Divertido e crítico, o médico Alberto Ribeiro, sozinho, decidiu puxar a orelha dos poetas e compositores que viviam falando da lua no momento em que escreviam versos apaixonados. Assim, criou Deixa a lua sossegada, que vamos ouvir na voz de Almirante. Na letra, ele diz:
 “Se não houvesse lua eu asseguro// O mundo no escuro// Seria muito bom// Um beijo começava em Realengo// Esquentava no Flamengo// E acabava no Leblon//,

          Alberto Ribeiro se referia ao namoro recatado que começava no subúrbio, em Realengo, passava para o Flamengo, na Zona Sul, e, já mais quente, acabava no Leblon, onde existia o único motel da cidade. Interessante, não é? Como já disse, João de Barro e Alberto Ribeiro combinavam muito bem no momento de compor. Em 1936, para mostrar a presença marcante do rádio em todas as casas, os dois compositores e mais Lamartine Babo lançaram Os cantores do rádio, interpretada  pelas irmãs Aurora e Carmem Miranda no filme Alô, alô, Carnaval.

          Em 1938, eles se inscreveram em um concurso da Prefeitura com a música Touradas em Madri. A marcha ganhou em primeiro lugar, na frente de Pastorinhas, Sereia e Camisa Listrada. Só que os organizadores do concurso implicaram com Touradas em Madri, alegando que era em ritmo estrangeiro chamado paso doble, e desclassificaram a música. Venceu, então, o segundo lugar Pastorinhas, que também era de Braguinha e de Noel Rosa, que já havia morrido. A história dessa música também é curiosa. Escrita em meia hora, em um bar da cidade, chamava-se Linda morena, que não fez sucesso. Braguinha trocou a palavra moreninhas por pastorinhas e inscreveu também no concurso. Até hoje as duas músicas fazem grande sucesso no Carnaval. Ouça Touradas em Madri, com Almirante, gravada em 1938.

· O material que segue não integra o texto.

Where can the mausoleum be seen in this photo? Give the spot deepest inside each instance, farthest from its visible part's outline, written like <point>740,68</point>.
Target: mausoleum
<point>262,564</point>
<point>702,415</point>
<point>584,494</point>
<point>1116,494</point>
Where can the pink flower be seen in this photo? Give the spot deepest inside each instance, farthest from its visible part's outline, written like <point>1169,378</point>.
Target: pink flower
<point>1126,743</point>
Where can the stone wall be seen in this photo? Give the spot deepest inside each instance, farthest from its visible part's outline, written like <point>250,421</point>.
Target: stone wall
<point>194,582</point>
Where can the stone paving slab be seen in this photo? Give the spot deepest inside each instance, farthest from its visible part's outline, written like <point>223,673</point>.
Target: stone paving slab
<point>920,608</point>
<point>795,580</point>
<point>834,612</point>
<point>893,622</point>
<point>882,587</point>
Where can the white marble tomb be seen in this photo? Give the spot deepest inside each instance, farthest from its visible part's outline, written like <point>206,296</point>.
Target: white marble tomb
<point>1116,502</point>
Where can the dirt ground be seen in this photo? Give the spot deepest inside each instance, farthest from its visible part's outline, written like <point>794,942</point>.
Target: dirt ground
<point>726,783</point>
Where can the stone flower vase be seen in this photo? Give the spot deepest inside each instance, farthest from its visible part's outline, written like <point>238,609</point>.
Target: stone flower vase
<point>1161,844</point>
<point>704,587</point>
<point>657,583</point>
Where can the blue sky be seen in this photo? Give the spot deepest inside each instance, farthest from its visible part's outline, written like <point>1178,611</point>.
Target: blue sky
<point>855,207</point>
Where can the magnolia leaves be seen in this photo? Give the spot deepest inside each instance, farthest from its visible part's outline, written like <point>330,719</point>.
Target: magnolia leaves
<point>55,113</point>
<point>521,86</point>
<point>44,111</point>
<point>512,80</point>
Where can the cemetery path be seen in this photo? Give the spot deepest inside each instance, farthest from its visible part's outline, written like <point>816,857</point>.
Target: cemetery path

          Gosto muito da marcha As brabuletas, interpretada pelo próprio Alberto Ribeiro e gravada em 1933. Mas existem pequenas obras-primas do compositor como a clássica das festas juninas, Noites de Junho. Tem uma linda interpretação de Emilinha Borba, de 1958. A música Sonho de papel, também com João de Barro, fazia parte dessa lista de canções do meio do ano. Podemos citar muitos outros sucessos, como Pirulito, Onde o céu é mais azul, considerada samba de exaltação, de um tempo em que os compositores decidiram puxar a sardinha para o governo brasileiro. 

          Alberto Ribeiro e Braguinha lançaram em 1946, Copacabana, interpretada com brilhantismo pelo cantor Dick Farney. A música estourou no mundo todo e foi considerada a precursora da Bossa Nova. O trabalho talentoso e tão brasileiro de Alberto Ribeiro, sozinho ou ao lado de Braguinha, faz muita falta no cenário brasileiro.